Moore Allen’s strategy where their specialist sales are concerned is to edit the offering more carefully so that the emphasis is on quality works that can be more tastefully displayed. “Where six or seven years ago we may have had 800 to 900 lots in our picture sales, for example, we may now offer just 200 lots and yet the sale totals are proportionately higher. If we can find the right stuff, we can sell it.”

Yorkshire auctioneers Tennants sold this work entitled ‘Ulysses off Connemara’ by Irish painter Sean Keating (1889-1977) for £400,000.
Such cautious confidence, despite what ought to be a falling market given the economic circumstances, is by no means rare. Chris Ewbank recently merged firm in his Woking, Surrey with a local rival to form Ewbank Clarke Gammon Wellers. A former chairman of the Society of Fine Art Auctioneers and now chair of the Royal Institute of Chartered Surveyors arts and antiques professional group, Ewbank is not given to effusive optimism, but even he said, “I’d be surprised if you haven’t heard from just about everybody in our sector that the recession is having little or no effect.”

This dragonfly pendant by René Lalique is included in Woolley & Wallis’s jewelry sale in Salisbury on April 30, where it is estimated at £30,000-40,000.
Ewbank refers to the new quarterly survey about to be published by the RICS, which confirms that the outlook is “generally more positive than expected,” although he believes that the smaller auction houses who are more reliant on low-value house-clearance material will be suffering most. Like Tennant, Ewbank points to silver and jewelry as among the strongest sections of the market at present. Will Hobbs of Salisbury auctioneers Woolley & Wallis agrees. “Domestic silver is doing really well right now, particularly those niche areas such as vintage spoons, vinaigrettes and so on.” He puts this down to the firm’s decision to abandon general sales in favor of more specialist offerings. “Each department can focus in on what our clients really want and this approach has proved ideal for us.”

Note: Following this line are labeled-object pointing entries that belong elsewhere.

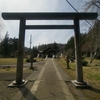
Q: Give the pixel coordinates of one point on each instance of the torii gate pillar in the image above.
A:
(79, 70)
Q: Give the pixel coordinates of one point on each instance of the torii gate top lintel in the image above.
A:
(49, 16)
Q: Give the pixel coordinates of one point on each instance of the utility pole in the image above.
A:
(30, 41)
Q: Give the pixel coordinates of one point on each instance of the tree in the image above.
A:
(92, 6)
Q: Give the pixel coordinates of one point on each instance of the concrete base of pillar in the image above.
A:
(80, 84)
(31, 67)
(16, 84)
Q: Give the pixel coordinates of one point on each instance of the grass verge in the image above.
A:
(91, 74)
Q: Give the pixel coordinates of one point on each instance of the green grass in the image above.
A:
(7, 61)
(91, 74)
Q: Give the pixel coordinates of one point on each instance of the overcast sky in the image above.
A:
(39, 36)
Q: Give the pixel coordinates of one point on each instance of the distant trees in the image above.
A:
(90, 42)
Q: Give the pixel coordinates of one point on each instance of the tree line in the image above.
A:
(90, 43)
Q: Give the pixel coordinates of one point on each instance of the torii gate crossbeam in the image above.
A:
(49, 16)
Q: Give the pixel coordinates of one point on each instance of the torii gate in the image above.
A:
(49, 16)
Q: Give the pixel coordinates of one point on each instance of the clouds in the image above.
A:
(38, 36)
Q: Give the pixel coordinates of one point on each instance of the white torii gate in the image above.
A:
(79, 82)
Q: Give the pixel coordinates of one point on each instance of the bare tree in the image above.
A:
(1, 27)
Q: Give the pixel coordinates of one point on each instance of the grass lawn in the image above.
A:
(91, 76)
(7, 61)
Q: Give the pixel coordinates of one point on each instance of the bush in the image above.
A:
(28, 60)
(84, 63)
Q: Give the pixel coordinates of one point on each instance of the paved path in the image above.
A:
(48, 84)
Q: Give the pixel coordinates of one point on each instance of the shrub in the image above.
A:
(28, 60)
(84, 63)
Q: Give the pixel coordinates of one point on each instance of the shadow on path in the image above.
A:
(27, 95)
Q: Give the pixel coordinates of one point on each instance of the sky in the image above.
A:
(39, 36)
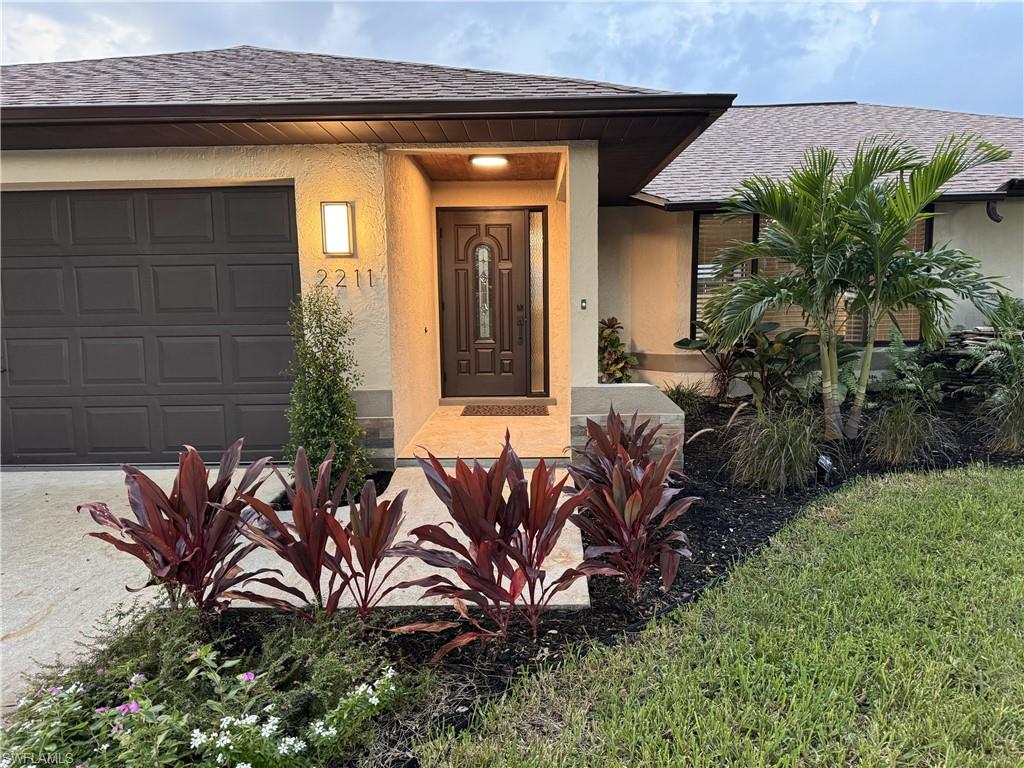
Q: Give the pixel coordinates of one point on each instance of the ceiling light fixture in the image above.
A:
(489, 161)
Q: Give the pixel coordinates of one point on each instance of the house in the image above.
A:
(677, 232)
(159, 213)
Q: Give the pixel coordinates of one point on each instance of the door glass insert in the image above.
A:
(482, 255)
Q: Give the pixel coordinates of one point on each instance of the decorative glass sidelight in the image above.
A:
(538, 308)
(483, 258)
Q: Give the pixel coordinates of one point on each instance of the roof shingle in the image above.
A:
(251, 75)
(768, 140)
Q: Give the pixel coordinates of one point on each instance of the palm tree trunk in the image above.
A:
(853, 424)
(834, 428)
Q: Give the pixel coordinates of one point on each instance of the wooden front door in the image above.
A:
(484, 293)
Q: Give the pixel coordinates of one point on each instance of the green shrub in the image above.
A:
(159, 690)
(908, 430)
(775, 450)
(324, 375)
(614, 363)
(690, 397)
(998, 365)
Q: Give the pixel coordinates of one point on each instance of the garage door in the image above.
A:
(135, 321)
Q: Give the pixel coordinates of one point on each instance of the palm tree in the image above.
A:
(887, 275)
(842, 230)
(803, 225)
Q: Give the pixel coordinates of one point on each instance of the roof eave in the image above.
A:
(1013, 187)
(392, 110)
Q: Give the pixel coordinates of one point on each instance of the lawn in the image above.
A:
(885, 627)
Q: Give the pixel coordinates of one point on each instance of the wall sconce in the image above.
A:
(339, 228)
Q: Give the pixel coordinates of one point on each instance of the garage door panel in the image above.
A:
(41, 431)
(258, 216)
(117, 429)
(37, 363)
(184, 288)
(178, 217)
(30, 292)
(261, 424)
(204, 427)
(109, 290)
(113, 360)
(261, 358)
(102, 218)
(31, 220)
(189, 358)
(136, 321)
(261, 288)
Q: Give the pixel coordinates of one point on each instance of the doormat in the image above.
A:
(505, 411)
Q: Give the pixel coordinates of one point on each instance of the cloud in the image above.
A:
(31, 36)
(765, 51)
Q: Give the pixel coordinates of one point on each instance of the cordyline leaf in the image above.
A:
(460, 641)
(423, 627)
(188, 539)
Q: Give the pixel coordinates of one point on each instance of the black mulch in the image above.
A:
(725, 526)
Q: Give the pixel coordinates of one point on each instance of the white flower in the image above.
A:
(269, 727)
(291, 745)
(199, 738)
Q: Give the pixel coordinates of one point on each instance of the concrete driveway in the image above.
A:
(55, 582)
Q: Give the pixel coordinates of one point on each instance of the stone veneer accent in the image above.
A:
(375, 416)
(645, 399)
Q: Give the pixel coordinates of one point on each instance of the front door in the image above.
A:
(484, 292)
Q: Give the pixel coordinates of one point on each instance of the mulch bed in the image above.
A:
(727, 524)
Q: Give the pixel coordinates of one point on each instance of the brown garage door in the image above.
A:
(135, 321)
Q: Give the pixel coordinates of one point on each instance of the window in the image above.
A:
(482, 256)
(713, 232)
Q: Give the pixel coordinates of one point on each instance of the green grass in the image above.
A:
(884, 628)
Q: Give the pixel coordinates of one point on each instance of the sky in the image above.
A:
(966, 56)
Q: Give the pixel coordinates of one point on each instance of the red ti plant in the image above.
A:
(627, 519)
(501, 568)
(604, 444)
(317, 545)
(537, 536)
(188, 540)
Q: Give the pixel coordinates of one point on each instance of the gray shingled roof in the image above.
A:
(250, 75)
(768, 140)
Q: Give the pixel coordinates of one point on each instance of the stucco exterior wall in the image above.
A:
(646, 269)
(583, 266)
(999, 247)
(412, 295)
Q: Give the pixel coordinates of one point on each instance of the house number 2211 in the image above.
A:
(340, 278)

A pair of Chelsea peony dishes, circa 1755, that recently sold for £6,600 at Woolley & Wallis in Salisbury.
Another particularly strong area of the market at present is Asian material and specifically Chinese, largely thanks to the large number of newly wealthy mainland collectors seeking to buy back their country’s cultural heritage. John Axford, who looks after this area for Woolley & Wallis, has succeeded in assembling some impressive offerings in recent years. His next sale later this month looks likely to maintain the high standard as it includes an extraordinary private collection of early jade.

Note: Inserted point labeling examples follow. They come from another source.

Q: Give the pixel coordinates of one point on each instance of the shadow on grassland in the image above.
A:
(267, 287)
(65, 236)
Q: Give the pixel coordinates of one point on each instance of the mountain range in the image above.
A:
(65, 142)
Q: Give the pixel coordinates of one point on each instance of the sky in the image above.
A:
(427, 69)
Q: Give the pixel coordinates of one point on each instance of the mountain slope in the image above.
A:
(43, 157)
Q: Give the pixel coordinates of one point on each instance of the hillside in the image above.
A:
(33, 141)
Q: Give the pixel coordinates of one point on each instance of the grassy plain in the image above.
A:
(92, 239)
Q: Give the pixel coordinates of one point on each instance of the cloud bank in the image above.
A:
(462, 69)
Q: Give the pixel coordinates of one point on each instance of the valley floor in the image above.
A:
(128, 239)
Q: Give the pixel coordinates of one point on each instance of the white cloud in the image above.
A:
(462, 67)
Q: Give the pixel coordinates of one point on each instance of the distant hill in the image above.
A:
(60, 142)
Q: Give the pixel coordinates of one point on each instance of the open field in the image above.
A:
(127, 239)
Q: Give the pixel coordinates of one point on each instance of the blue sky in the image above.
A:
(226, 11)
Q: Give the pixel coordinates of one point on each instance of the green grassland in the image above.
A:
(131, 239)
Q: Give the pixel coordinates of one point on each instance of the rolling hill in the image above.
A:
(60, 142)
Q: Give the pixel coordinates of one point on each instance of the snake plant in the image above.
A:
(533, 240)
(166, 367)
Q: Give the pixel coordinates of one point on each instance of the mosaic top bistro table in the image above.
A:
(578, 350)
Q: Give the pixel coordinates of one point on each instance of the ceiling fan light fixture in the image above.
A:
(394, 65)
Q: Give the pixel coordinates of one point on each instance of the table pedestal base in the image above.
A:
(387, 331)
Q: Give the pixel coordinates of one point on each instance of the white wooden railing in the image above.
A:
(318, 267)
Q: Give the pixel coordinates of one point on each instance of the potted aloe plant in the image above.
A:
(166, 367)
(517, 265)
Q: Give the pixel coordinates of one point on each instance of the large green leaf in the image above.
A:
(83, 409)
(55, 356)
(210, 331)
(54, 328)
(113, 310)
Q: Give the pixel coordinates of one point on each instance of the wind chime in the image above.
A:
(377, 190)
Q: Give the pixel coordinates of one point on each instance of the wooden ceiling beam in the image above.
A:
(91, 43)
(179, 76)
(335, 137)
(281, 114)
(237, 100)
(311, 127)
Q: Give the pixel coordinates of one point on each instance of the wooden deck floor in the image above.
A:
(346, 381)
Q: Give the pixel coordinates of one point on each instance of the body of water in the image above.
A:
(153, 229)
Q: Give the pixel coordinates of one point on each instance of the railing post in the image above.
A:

An exceptional Chinese Imperial Qing Dynasty jade water buffalo raised on a fine gilt bronze stand, from the Qianlong period, (1736-1795), estimated at £500,000 in Wooley & Wallis’ next Asian art sale May 20-21.
The collection emerged from a London bank vault into which it had been deposited during the war by its owner, Sackville George Pelham, fifth Earl of Yarborough. Many pieces were still wrapped in newspaper of the period. The collection includes an exceptional Chinese Imperial Qing Dynasty spinach-green jade water buffalo raised on a fine gilt bronze stand, from the Qianlong period, (1736-1795) (Fig. 12). This is expected to make up to £500,000.
To what extent is technology helping to boost buyer activity during these uncertain times? Ewbank in Surrey has always been an early adopter of technology. His sale last year of material salvaged from the studio of Francis Bacon saw the Internet playing a critical part in the bidding. “We like to be quick on the uptake where the Internet is concerned,” said Ewbank. “It makes our lives so much easier. We’re now at a stage where everything we do in the office is automatically integrated into the Web site at the touch of a button.”
Philip Allwood in Gloucestershire agrees that technology has intervened in positive ways in day-to-day auction management, pointing to the high-quality catalogs that Moore Allen & Innocent now produce in-house. “There are always things to learn on the technology side,” he said, while confessing reluctance to install Internet bidding for his sales. “I’m not converted yet; I’m still not convinced.”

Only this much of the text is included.